What they give is based on the donations they receive that particular week.
But how does this all happen and where do the donations come from?
Much of it is from local businesses stepping in and taking the lead.
The Power of Companies
Companies have a lot of power to create change within their communities. Take SD Myers for example. They heard of this local need and didn’t turn a blind eye.
During one of their “Lunch n Learns’” on September 24th and 25th this past year, Ray came in to speak to employees.
“Kids come to school 5 days a week and get breakfast and lunch but over the weekend they don’t,” she shared, along with startling statistics.
Since sharing this, things haven’t been the same for DTS.
“SD Myers as a company has really adopted the program as their service project for the year. They match every donation with cash,” Ray said.
Before SD Myers got involved DTS could only support 16 kids –the “worst case scenario” or most in need.
“That’s where we came in,” Mary Noel, Office Manager of SD Myers, said.
“The counselors gave a list of kids who were in dire straits and sent out letters to the families. We heard there were 50 on that list that were in need but they didn’t have enough financing to do all 50,” Noel said.

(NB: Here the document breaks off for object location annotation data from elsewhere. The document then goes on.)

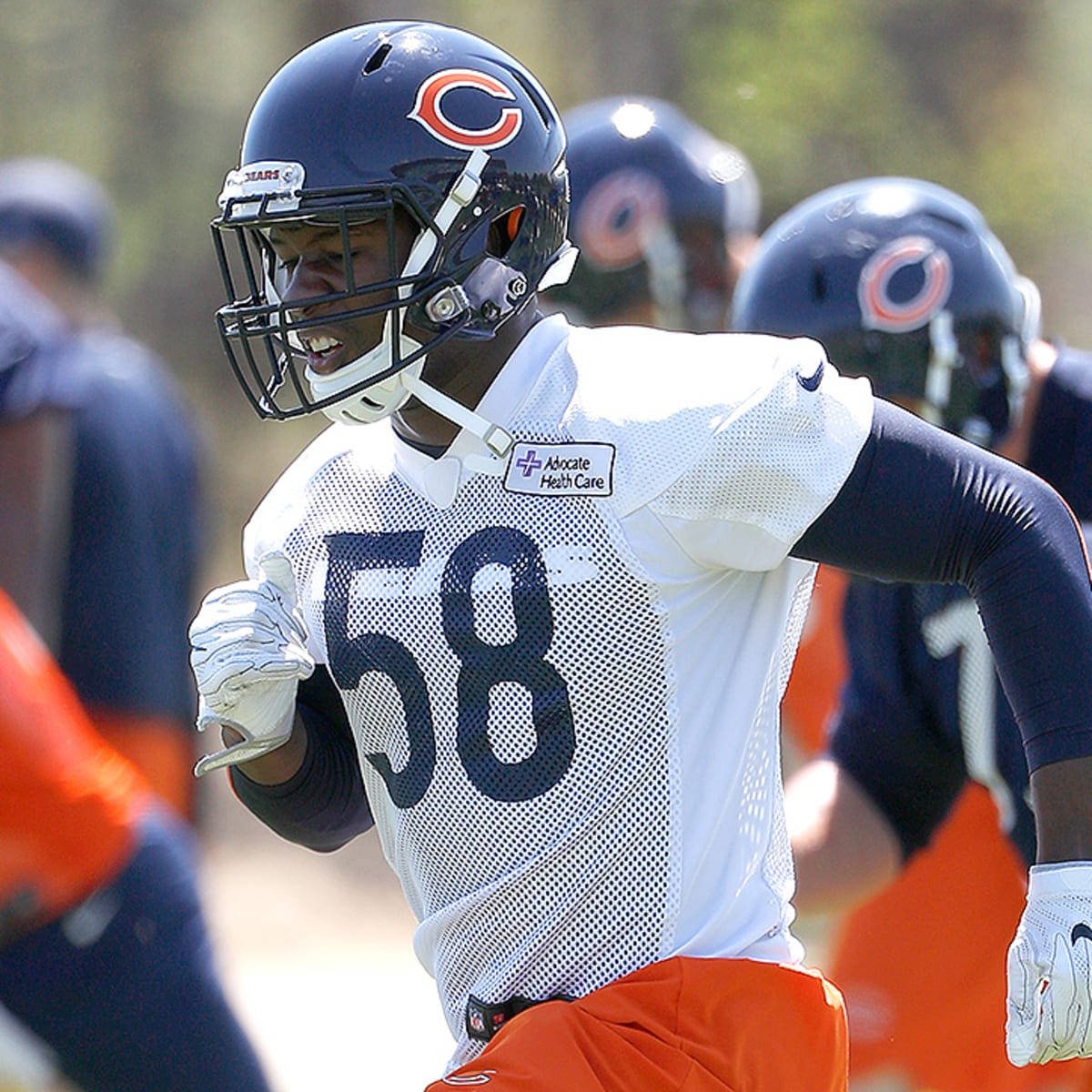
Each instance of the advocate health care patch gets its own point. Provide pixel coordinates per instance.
(561, 470)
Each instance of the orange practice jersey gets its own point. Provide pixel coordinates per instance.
(68, 802)
(922, 965)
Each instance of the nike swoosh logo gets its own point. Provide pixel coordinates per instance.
(812, 382)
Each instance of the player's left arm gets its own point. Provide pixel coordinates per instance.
(924, 506)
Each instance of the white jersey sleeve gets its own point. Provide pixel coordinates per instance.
(740, 440)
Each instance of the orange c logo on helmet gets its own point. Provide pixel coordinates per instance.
(879, 310)
(429, 109)
(620, 217)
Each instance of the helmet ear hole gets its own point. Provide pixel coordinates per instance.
(502, 232)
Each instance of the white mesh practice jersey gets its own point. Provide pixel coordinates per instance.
(562, 667)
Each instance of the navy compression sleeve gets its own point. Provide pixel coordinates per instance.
(923, 506)
(323, 805)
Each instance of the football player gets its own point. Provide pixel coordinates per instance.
(528, 606)
(663, 213)
(99, 505)
(104, 949)
(904, 282)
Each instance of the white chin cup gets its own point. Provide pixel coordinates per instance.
(376, 401)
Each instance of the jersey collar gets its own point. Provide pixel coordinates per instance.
(438, 480)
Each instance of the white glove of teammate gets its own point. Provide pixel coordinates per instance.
(248, 653)
(1049, 967)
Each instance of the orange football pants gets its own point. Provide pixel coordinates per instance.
(680, 1026)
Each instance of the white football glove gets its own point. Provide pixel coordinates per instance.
(248, 653)
(1049, 967)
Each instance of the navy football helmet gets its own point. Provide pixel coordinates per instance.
(656, 201)
(388, 121)
(904, 282)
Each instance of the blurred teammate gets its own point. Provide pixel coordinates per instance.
(528, 606)
(104, 951)
(98, 500)
(904, 282)
(664, 216)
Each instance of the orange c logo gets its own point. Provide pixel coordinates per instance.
(429, 109)
(877, 307)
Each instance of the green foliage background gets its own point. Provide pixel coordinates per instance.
(989, 97)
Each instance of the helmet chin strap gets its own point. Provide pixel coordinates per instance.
(492, 436)
(380, 399)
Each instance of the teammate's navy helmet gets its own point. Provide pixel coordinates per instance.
(50, 203)
(655, 197)
(904, 282)
(382, 121)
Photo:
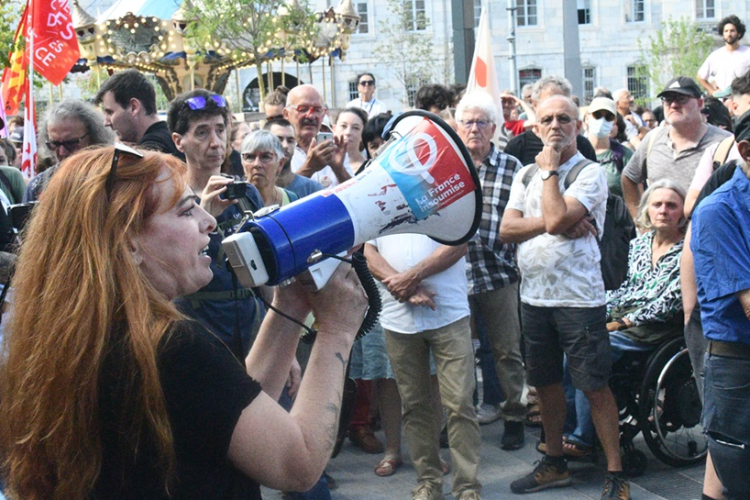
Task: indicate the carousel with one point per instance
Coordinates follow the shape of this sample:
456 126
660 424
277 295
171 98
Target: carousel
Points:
154 36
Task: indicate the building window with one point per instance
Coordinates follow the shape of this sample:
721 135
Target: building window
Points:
526 13
412 86
528 76
364 27
635 11
638 82
705 9
415 16
584 11
589 83
353 90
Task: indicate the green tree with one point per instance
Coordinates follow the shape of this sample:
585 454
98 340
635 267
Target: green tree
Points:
406 47
253 30
678 48
10 15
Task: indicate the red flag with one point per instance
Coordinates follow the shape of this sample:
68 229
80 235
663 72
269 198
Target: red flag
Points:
55 43
28 159
482 75
14 76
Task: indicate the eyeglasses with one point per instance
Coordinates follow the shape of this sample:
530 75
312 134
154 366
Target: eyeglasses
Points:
71 145
603 114
264 158
120 149
561 119
678 99
468 124
306 110
199 101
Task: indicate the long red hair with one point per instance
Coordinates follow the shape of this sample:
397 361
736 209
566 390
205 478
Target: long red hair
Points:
75 280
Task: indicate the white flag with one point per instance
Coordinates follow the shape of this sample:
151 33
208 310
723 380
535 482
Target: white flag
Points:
483 75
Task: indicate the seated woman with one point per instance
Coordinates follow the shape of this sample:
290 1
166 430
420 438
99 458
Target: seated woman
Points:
109 392
647 308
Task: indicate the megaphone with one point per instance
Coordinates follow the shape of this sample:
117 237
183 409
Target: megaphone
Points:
423 181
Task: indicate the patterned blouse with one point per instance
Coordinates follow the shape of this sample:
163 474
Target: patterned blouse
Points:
650 295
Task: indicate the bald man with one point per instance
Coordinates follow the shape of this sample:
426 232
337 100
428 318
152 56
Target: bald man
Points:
563 305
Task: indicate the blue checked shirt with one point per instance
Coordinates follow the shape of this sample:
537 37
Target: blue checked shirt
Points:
490 264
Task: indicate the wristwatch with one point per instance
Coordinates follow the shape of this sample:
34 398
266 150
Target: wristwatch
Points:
546 174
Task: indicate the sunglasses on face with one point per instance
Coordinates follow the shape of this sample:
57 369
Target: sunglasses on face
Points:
306 110
71 145
603 114
469 124
120 149
678 99
199 102
561 119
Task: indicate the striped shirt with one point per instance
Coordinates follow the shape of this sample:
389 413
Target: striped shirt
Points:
490 264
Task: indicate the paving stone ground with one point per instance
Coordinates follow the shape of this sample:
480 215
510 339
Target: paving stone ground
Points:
353 470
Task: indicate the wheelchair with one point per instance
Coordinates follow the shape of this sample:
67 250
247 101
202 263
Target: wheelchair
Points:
657 396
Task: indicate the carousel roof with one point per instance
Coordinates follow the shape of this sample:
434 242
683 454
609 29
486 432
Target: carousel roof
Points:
162 9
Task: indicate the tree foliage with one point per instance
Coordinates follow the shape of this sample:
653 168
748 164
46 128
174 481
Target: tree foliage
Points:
10 15
406 46
679 47
255 30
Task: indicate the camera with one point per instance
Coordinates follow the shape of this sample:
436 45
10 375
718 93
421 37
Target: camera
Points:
235 190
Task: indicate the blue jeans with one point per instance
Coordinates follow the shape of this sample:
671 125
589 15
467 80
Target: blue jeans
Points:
726 420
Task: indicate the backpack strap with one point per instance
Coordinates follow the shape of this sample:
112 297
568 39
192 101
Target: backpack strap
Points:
722 151
651 140
530 173
572 175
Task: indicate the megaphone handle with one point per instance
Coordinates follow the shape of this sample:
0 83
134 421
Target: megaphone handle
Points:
359 263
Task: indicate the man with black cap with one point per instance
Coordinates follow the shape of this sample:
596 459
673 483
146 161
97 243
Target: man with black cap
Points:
721 250
671 152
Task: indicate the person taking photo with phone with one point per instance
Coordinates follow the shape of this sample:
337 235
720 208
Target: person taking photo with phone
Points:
199 122
322 161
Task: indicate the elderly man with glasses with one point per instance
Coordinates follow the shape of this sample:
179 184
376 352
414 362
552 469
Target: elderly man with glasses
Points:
491 269
672 152
66 128
323 162
366 100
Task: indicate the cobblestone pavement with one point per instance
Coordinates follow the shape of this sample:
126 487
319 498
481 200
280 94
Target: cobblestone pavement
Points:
353 471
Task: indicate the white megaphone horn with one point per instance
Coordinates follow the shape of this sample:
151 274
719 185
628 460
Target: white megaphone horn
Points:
424 182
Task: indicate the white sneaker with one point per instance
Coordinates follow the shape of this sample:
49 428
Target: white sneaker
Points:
486 414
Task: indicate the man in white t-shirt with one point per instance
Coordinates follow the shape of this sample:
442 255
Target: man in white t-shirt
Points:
730 61
366 100
563 307
426 310
322 162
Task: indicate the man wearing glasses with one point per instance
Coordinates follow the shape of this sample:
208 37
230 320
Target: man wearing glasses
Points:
366 100
491 270
322 162
563 306
66 128
672 152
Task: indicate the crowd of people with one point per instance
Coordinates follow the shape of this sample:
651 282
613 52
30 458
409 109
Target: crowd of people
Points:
136 366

So SD Myers asked ‘what’s it going to take for us to help all 50 kids?’ And Kim broke it down into a manageable plan.
The company committed to support the program for one year and feed all 50 kids.

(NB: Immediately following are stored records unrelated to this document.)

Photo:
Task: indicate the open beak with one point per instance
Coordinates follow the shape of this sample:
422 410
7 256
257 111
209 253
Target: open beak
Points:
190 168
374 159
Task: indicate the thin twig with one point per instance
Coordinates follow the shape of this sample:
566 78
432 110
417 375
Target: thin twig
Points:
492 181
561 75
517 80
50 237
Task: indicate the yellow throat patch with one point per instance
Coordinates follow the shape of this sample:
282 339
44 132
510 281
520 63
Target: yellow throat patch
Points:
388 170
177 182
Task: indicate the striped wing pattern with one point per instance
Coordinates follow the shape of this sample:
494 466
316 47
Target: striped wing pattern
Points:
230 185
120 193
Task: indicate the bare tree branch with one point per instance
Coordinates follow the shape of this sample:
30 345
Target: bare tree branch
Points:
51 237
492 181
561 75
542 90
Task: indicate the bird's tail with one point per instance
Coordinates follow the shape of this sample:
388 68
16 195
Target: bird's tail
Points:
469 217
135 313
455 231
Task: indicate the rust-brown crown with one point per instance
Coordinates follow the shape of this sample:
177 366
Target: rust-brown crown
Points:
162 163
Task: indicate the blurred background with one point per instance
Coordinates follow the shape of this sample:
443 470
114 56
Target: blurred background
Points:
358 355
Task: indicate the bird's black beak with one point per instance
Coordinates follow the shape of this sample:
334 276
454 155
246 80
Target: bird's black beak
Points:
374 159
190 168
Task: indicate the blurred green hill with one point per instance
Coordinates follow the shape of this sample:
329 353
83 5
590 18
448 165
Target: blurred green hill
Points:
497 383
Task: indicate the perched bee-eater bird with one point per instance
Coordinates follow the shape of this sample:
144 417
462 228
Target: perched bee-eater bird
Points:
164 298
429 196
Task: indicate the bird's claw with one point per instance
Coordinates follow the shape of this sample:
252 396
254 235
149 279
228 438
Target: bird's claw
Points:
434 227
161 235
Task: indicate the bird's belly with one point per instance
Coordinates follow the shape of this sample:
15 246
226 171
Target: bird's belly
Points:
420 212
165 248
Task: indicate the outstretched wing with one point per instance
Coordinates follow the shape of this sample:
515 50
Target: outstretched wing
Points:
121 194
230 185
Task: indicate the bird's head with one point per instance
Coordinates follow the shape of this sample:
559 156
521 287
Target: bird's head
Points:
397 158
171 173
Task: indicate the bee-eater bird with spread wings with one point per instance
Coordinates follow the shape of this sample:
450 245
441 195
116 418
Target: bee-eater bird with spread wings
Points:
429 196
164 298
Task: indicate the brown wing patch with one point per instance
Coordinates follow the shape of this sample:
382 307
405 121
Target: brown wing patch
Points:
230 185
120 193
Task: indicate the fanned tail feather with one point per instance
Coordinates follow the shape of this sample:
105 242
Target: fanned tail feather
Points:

They do food matching – for every dollar or food item donated, SD Myers matches it monetarily. Donations can also be taken straight out of employee’s paychecks.

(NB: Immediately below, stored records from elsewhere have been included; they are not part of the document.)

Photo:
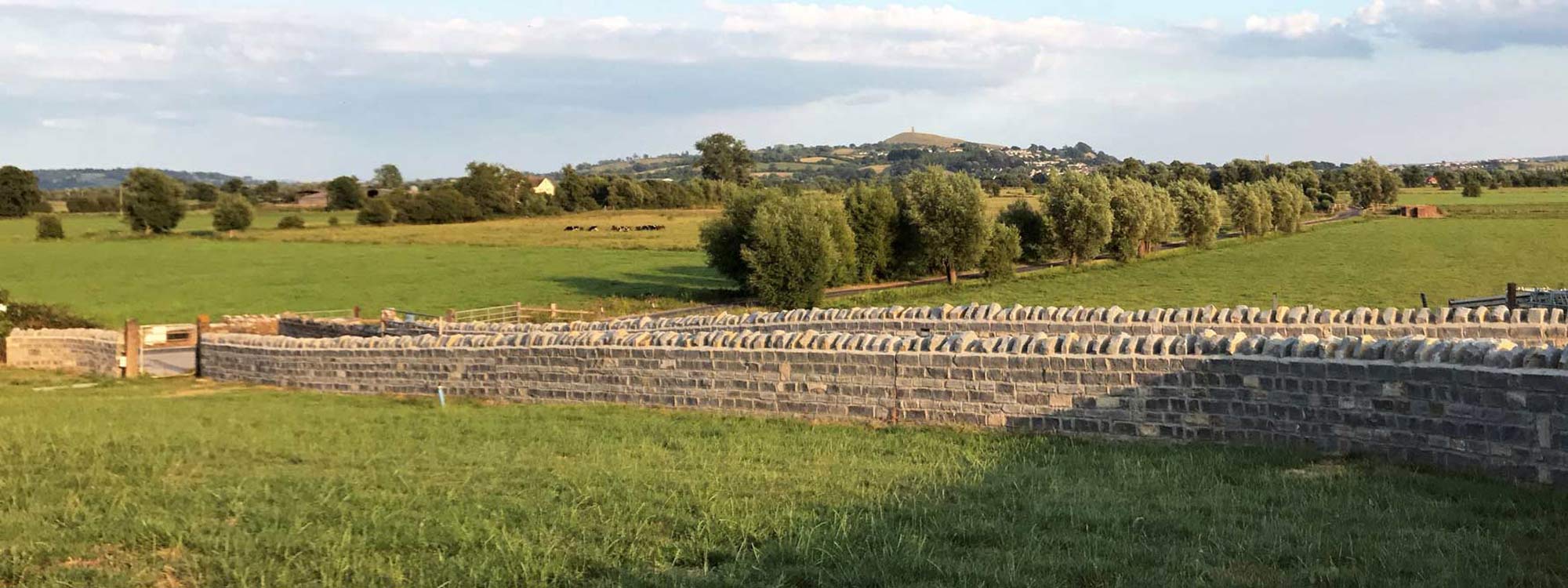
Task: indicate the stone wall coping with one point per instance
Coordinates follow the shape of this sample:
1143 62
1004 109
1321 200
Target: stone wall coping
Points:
993 313
1403 350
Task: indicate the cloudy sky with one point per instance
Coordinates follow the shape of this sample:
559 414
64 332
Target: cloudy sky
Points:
310 90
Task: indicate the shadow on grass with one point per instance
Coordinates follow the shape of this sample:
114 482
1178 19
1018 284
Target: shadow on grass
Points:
702 289
1056 512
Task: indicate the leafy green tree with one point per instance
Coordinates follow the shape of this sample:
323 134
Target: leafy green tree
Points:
1133 212
874 219
390 178
1078 211
492 187
267 192
799 249
344 194
725 158
1252 209
49 228
437 206
948 211
153 201
727 236
1163 220
578 192
20 192
1288 203
205 192
626 194
1371 184
233 214
377 212
1033 236
1001 255
294 222
1199 212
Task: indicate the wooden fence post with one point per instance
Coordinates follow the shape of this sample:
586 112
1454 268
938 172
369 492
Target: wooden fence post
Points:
132 349
203 324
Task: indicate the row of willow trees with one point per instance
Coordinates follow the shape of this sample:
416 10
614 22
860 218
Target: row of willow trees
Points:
788 249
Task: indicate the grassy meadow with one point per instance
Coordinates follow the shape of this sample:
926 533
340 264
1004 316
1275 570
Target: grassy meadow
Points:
191 484
176 278
1501 197
1370 263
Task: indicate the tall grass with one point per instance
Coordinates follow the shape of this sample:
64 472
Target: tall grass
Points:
137 484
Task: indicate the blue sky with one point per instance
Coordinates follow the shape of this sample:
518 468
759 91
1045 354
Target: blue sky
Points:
311 90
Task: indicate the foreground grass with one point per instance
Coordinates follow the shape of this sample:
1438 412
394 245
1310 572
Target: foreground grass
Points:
176 278
1384 263
192 484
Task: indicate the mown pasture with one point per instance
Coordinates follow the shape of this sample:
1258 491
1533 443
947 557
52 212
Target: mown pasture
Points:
1370 263
180 484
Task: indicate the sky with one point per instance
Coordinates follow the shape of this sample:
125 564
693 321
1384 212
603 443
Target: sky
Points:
313 90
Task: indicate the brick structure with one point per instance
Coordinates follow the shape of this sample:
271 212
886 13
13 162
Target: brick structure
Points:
1475 405
73 350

Getting Creative with Giving
“SD Myers has been doing a lot of fun things, like corn hole tournaments. They’ve had a lot of neat ideas to support the program and raise the cash to help us out. It’s been awesome,” Ray said.
“We’ve done several fundraisers that have been quite successful. What we raised was phenomenal,” Noel said.
“It’s been a blessing and the outpouring from employees has been extremely impressive,” she continued, “They step up and it’s been wonderful. I hope we can keep doing it this for a long time.”
What employees are Saying
Many SD Myers employees have gotten involved and been touched by this program.
“It breaks my heart to think kids go to school hungry or in need of a good pair of shoes. Children are innocent and have no control over their situation. I love the fact SD Myers is getting involved in the Tallmadge community. I was truly shocked at how many kids in Tallmadge are in need,” said Joyce Hall, Payroll/AP Specialist at SD Myers.
“I think this program is probably one of the best ones that SD Myers has adopted in the 18 years that I have been here – just knowing that almost 50 children have food over the weekends and are not going to bed hungry. Our employees never cease to amaze me in their giving to others,” Lucinda Ickes, Front Desk Coordinator, said.
Ward Jet, Carol Martin Salon and Spa, and Circle Mold have also been running food drives and giving monetary donations. The Tallmadge Chamber of commerce has been giving food donations.
“I love the fact that someone would donate a dollar, but I’d rather have a 6 pack of oatmeal because with that I can feed 6 kids. So it’s important to keep the inventory and that’s what the SD Myers employees have been doing,” Ray explained.
Good All Around
“It’s really great that the community has gotten behind the program, but the really important thing is that kids are helping kids – and they’re really passionate about it,” Ray said.
“Not only do the kids that receive the bags benefit- we’ve heard from the counselors that on Fridays they’re so excited – but my high school students are benefiting and recognize that there’s a need in their community and its important to fill that need,” Smith said, “That’s the part that I’m really happy with – that we’re grooming these young people to go out in their community and do service.”
Does this inspire you?
What if more companies did something like this? What would Tallmadge look like a year from now? Five years? Or even ten years from now?